S elon l'article L.1152-2 du code du travail, aucun salarié ne peut être sanctionné, licencié ou faire l'objet d'une mesure discriminatoire directe ou indirecte, notamment en matière de rémunération, de formation, de reclassement, d'affectation, de qualification, de classification, de promotion professionnelle, de mutation ou de renouvellement de contrat pour avoir subi ou refusé de subir des agissements répétés de harcèlement moral et pour avoir témoigné de tels agissements ou les avoir relatés.

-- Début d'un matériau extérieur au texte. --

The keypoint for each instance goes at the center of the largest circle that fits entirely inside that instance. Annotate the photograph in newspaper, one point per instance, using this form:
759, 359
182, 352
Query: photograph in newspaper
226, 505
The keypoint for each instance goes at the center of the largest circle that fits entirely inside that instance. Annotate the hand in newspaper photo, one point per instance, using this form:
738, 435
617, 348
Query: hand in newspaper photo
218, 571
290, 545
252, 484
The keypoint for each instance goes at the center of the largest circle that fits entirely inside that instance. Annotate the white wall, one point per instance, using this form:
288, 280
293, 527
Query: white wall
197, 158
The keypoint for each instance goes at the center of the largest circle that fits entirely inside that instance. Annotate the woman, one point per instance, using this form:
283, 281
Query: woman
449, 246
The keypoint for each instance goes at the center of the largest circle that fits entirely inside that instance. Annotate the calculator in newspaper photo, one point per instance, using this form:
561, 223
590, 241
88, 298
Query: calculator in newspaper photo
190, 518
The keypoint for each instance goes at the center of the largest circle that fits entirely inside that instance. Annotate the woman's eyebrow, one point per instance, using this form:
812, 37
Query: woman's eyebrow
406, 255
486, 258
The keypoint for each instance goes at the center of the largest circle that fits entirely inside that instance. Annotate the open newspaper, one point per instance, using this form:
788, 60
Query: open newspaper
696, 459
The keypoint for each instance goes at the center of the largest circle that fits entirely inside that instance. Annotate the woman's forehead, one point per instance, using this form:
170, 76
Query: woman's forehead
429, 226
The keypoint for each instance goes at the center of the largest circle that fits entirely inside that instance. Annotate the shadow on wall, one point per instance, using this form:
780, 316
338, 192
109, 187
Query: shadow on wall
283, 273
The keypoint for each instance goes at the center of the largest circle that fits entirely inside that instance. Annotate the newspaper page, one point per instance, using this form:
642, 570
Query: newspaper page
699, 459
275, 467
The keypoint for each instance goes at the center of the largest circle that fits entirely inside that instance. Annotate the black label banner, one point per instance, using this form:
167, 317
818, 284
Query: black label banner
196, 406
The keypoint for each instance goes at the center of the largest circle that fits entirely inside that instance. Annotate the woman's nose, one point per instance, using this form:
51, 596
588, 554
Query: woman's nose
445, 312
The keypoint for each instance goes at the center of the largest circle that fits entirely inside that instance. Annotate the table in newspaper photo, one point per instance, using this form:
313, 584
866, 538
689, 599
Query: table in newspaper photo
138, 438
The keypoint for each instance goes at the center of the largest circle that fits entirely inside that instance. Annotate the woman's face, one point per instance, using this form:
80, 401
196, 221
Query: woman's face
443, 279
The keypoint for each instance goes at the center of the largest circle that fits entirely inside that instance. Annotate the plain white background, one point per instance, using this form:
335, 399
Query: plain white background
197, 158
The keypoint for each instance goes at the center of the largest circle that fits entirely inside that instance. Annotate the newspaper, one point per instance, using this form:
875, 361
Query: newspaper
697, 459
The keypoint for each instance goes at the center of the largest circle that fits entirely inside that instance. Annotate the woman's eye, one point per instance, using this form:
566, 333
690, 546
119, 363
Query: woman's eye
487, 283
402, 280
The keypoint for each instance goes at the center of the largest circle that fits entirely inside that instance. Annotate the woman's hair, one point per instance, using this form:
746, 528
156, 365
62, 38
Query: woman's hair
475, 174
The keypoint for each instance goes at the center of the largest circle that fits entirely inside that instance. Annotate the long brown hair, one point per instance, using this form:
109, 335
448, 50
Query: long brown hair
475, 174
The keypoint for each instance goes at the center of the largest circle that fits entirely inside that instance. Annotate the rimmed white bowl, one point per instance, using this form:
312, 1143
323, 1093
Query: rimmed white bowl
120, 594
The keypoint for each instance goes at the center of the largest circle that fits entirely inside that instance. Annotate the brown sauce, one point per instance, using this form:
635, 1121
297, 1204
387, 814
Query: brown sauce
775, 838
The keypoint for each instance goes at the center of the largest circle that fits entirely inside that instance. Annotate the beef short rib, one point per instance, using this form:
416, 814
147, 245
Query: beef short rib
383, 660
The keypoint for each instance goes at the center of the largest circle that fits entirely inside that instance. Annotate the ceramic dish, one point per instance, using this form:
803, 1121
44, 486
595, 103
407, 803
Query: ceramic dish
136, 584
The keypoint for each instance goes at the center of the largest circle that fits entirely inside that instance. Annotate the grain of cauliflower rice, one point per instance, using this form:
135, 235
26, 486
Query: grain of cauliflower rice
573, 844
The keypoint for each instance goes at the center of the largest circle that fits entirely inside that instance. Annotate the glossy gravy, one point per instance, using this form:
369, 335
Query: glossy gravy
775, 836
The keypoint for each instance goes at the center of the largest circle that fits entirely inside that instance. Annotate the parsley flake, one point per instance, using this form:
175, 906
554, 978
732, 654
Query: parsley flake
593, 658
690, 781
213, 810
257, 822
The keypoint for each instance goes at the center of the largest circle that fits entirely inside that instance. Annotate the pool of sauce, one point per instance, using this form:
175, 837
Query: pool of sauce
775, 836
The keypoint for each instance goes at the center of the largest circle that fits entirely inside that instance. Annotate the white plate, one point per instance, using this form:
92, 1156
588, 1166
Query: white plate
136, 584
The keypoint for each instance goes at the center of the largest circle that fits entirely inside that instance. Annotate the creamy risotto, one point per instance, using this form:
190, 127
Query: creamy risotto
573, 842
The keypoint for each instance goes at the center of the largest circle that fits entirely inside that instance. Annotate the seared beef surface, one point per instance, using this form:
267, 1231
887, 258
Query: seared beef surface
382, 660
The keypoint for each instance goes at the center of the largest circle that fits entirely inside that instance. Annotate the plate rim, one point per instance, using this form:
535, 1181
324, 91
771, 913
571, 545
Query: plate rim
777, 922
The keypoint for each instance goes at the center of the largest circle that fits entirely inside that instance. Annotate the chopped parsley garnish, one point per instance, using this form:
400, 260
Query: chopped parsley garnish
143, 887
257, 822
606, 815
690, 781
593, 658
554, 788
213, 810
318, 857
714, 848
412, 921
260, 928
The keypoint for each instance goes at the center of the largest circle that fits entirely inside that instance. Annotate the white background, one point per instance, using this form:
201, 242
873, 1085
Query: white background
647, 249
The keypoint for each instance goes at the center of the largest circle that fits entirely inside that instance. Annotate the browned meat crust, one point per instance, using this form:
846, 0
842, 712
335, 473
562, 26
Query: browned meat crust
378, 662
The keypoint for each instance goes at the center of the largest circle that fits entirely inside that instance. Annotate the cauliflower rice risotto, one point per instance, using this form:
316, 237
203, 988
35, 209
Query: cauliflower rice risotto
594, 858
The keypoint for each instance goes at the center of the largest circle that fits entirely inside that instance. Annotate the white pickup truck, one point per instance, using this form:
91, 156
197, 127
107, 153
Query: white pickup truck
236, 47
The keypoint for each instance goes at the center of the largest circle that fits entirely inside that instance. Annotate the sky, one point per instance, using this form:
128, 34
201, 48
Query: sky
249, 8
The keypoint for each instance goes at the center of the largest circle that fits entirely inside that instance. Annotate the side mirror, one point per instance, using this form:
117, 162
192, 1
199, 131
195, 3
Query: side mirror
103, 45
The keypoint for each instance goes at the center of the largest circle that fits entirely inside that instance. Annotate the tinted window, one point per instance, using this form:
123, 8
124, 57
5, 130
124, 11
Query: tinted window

En cas de litige, en application de l'article L 1154-1 du code du travail, dès lors que le salarié concerné établit des faits qui permettent de présumer l'existence d'agissements constitutifs d'un harcèlement, il incombe à l'employeur, au vu de ces éléments, de prouver que ces agissements ne sont pas constitutifs d'un harcèlement et que sa décision se justifie par des éléments objectifs étrangers à tout harcèlement. Le juge forme sa conviction après avoir ordonné, en cas de besoin, toutes les mesures qu'il estime utile.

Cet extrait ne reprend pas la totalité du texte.